An ancient star, one of the oldest in the Universe, may have been recognized by astronomers. This stellar body, which disappeared long ago, may have possessed a mass up to 100 times greater than our own Sun.
Massive stars live much shorter lives than their smaller brethren. Giant stars, like the one inferred by the Japanese astronomy team, end their lives in a massive supernova explosion, sending heavy elements into open space. These materials become the building blocks of planets and asteroids, and help fuel the birth of new stars.
This ancient star exploded long ago, but astronomers believe the blast assisted in the formation of another star, SDSS J001820.5-093939.2, near the site of the first body. This newer stellar body has an unusual chemical composition, poor in metals. A similar makeup was predicted by astrophysicists for stars whose births were triggered by supernovas of supermassive stars.
Astronomers at the Subaru Telescope in Hawaii examined this star, located in a stellar halo around the Milky Way galaxy. The research team searched for evidence of how the body formed. Because these early massive stars were so short-lived, examination of objects they have affected nearby is the only trace left of the ancient bodies.
"The impact of very-massive stars and their explosions on subsequent star formation and galaxy formation should be significant," Wako Aoki, from the National Astronomical Observatory of Japan, and lead author of an article announcing the discovery, said.
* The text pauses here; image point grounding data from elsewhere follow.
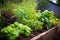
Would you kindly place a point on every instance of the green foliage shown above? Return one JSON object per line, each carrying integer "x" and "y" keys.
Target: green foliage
{"x": 14, "y": 30}
{"x": 35, "y": 25}
{"x": 48, "y": 18}
{"x": 58, "y": 2}
{"x": 9, "y": 32}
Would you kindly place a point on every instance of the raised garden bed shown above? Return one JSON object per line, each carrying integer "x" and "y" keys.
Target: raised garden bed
{"x": 50, "y": 34}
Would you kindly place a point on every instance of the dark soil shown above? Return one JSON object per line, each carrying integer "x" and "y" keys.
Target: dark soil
{"x": 33, "y": 34}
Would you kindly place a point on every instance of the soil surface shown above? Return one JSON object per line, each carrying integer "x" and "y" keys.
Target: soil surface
{"x": 33, "y": 34}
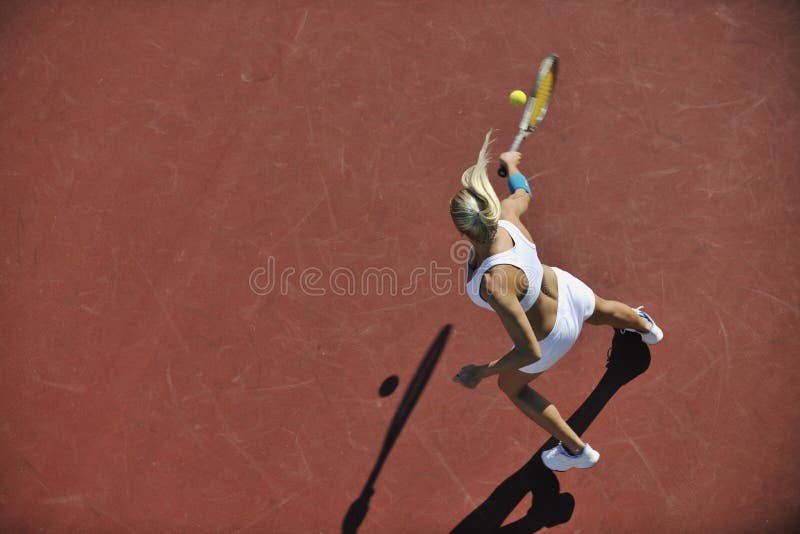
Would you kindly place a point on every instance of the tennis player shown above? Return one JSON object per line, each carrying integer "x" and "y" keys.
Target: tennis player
{"x": 542, "y": 308}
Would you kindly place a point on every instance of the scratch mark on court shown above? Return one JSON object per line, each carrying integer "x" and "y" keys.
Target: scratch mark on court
{"x": 161, "y": 304}
{"x": 286, "y": 387}
{"x": 173, "y": 396}
{"x": 326, "y": 194}
{"x": 452, "y": 474}
{"x": 773, "y": 297}
{"x": 664, "y": 493}
{"x": 300, "y": 26}
{"x": 72, "y": 388}
{"x": 712, "y": 105}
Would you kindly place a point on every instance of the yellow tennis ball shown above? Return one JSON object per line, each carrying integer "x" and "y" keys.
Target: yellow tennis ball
{"x": 517, "y": 98}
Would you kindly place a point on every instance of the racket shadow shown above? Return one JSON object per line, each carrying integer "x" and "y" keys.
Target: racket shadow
{"x": 628, "y": 358}
{"x": 358, "y": 510}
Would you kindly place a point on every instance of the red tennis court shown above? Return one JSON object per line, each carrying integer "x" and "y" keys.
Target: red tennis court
{"x": 225, "y": 225}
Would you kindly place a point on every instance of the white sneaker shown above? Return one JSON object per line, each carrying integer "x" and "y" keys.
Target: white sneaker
{"x": 652, "y": 336}
{"x": 559, "y": 459}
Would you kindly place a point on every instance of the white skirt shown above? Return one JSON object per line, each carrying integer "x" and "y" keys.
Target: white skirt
{"x": 575, "y": 305}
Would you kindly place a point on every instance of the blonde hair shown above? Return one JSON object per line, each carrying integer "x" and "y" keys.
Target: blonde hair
{"x": 476, "y": 208}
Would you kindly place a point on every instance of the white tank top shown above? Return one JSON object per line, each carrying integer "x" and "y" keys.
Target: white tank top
{"x": 522, "y": 256}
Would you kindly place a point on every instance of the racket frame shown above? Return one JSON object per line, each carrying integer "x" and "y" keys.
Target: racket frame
{"x": 528, "y": 123}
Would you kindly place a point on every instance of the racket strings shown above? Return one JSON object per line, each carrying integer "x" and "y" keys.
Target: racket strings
{"x": 543, "y": 94}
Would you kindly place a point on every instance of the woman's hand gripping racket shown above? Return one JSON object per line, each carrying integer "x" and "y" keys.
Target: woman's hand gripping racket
{"x": 537, "y": 105}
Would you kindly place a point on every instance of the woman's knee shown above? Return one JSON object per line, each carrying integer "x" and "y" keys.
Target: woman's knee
{"x": 512, "y": 383}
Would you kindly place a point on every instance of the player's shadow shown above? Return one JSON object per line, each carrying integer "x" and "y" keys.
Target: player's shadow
{"x": 628, "y": 358}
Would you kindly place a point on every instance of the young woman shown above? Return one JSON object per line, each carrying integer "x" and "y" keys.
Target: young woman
{"x": 542, "y": 308}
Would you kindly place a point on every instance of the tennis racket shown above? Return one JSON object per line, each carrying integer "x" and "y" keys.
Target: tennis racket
{"x": 538, "y": 103}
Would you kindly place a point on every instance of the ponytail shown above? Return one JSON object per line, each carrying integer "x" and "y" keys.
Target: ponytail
{"x": 475, "y": 209}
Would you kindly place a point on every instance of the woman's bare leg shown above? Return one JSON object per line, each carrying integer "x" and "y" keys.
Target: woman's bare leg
{"x": 617, "y": 315}
{"x": 537, "y": 408}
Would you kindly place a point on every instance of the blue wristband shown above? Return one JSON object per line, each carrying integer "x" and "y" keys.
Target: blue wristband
{"x": 517, "y": 181}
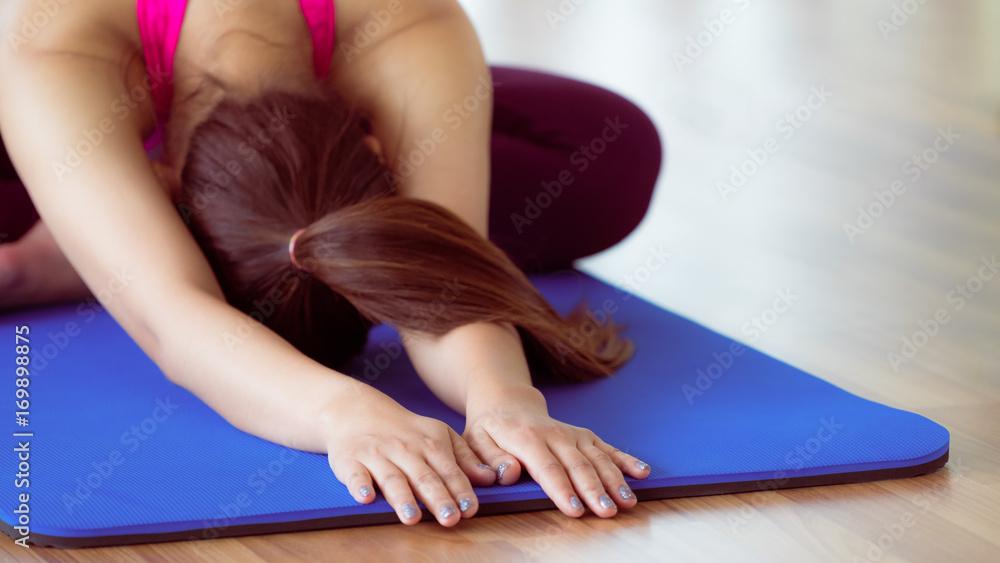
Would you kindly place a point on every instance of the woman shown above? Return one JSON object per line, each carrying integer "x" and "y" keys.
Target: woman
{"x": 335, "y": 220}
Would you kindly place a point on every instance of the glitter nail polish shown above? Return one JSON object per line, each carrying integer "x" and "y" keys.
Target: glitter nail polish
{"x": 626, "y": 492}
{"x": 409, "y": 511}
{"x": 501, "y": 468}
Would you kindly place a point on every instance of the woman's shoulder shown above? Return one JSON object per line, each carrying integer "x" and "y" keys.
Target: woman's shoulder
{"x": 101, "y": 29}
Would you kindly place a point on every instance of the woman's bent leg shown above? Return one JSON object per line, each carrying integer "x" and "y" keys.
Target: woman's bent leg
{"x": 573, "y": 168}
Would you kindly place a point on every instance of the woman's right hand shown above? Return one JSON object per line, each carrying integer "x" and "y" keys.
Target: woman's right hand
{"x": 373, "y": 440}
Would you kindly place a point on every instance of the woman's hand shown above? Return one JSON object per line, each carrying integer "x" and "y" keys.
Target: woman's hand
{"x": 512, "y": 430}
{"x": 374, "y": 440}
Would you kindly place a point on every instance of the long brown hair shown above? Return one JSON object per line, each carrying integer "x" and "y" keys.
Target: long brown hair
{"x": 259, "y": 170}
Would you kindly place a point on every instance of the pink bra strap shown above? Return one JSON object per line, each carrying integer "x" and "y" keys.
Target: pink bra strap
{"x": 160, "y": 28}
{"x": 321, "y": 21}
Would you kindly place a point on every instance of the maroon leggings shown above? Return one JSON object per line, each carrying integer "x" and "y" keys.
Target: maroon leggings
{"x": 573, "y": 169}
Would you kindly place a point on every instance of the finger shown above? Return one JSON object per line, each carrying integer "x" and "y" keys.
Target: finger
{"x": 587, "y": 481}
{"x": 454, "y": 477}
{"x": 396, "y": 489}
{"x": 428, "y": 485}
{"x": 479, "y": 473}
{"x": 356, "y": 478}
{"x": 626, "y": 463}
{"x": 505, "y": 467}
{"x": 550, "y": 473}
{"x": 610, "y": 475}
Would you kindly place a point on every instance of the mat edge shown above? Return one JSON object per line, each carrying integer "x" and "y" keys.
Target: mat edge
{"x": 335, "y": 522}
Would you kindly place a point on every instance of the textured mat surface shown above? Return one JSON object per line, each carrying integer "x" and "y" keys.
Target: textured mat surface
{"x": 117, "y": 454}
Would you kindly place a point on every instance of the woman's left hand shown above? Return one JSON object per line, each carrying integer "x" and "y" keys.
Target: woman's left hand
{"x": 570, "y": 463}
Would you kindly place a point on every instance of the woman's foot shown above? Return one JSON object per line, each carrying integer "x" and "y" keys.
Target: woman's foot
{"x": 34, "y": 271}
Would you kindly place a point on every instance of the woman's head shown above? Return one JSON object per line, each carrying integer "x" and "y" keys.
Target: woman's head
{"x": 258, "y": 171}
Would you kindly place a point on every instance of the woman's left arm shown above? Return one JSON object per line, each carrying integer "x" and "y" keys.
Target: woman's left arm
{"x": 428, "y": 93}
{"x": 416, "y": 69}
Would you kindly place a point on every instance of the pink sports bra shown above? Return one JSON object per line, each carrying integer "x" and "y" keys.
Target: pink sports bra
{"x": 160, "y": 28}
First-generation very massive stars were formed in the early Universe, and lived extremely short lives before exploding. These population III stars were created from the hydrogen and helium that made up nearly all the matter in the early Universe. After burning at extremely high temperatures during their short lifetime, they exploded, spewing the material which created additional stars.
Volker Bromm, astrophysicist at the University of Texas, believes the supermassive star likely exploded in a pair-instability supernova. This cause of interstellar death occurs when photons, units of light, obtain so much energy that they are converted to mass, in accordance with Einstein's famous equation. A loss of outward pressure, normally provided by the photons, as well as extra mass from the additional matter, causes the star to collapse on itself.
The star then burns all the remaining fuel -- it's a thermonuclear-powered supernova explosion --and this is so strong that it completely destroys the star. In this case, there would be no compact remnant - no neutron star, no black hole - left behind, Bromm told reporters.
Study of evidence for the ancient star and the chemical composition of this first-generation very massive star was profiled in the journal Science.